Immunoglobulin G4-related disease (IgG4-RD) is a chronic immune-mediated disease that can present with tumefactive lesions, fibrosis, and polyclonal IgG4-positive plasma cell infiltrate in nearly any anatomic site. It can manifest as lymphadenopathy, eosinophilia, and polyclonal hypergammaglobulinemia, and often mimics other hematologic conditions. However, the lack of a relationship between IgG4-related kidney disease and monoclonal gammopathy of renal significance (MGRS) warrants further investigation.

Case Description

56-year-old male with spastic paraparesis secondary to cervical myelopathy due to severe cervical stenosis (C4-C5) with a history of chronic longstanding nasal congestion and obstruction. Started to have hyporexia, anosmia, weight loss, fatigue, rash and xerostomia for approximately 4 months. Accompanied by renal failure which was first detected 2 months prior to the onset of his symptoms. Urinalysis was negative and on microscopy had a bland appearance, ultrasound of the kidneys showed a mild bilateral increase in size.
Further workup was relevant for Serum Free Kappa light Chains ratio of 9.7. Serum immunofixation was positive for IgG monoclonal protein with kappa light chain. Due to concern for myelodysplastic disorder, the patient underwent bone marrow biopsy which showed plasma cells that comprised 8-10 % of the nucleated hematopoietic bone marrow well-differentiated cells. There was no detectable clonal plasma cell population on flow cytometry prompting a diagnosis of MGUS for which he underwent kidney biopsy that revealed acute on chronic interstitial nephritis with many IgG4-positive plasma cells, suspicious for IgG4-RD. Currently receiving treatment with Rituximab and renal function has remained stable.
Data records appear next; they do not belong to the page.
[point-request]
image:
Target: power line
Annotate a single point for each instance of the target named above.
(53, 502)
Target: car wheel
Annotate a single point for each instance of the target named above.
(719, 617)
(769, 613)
This patient presented with xerostomia, constitutional symptoms, and development of renal failure, workup was diagnostic of MGUS. However, a kidney biopsy was performed and showed acute on chronic interstitial nephritis with IgG4-positive plasma cells, which leads to a diagnosis of IgG4-RD. An increased free light chain concentration has been reported in a variety of inflammatory and autoimmune diseases and reflects the polyclonal B lymphocyte activation in these pathologies. This presentation is fairly uncommon and the intention of this abstract is to make physicians aware of this for the future and warrant further investigation.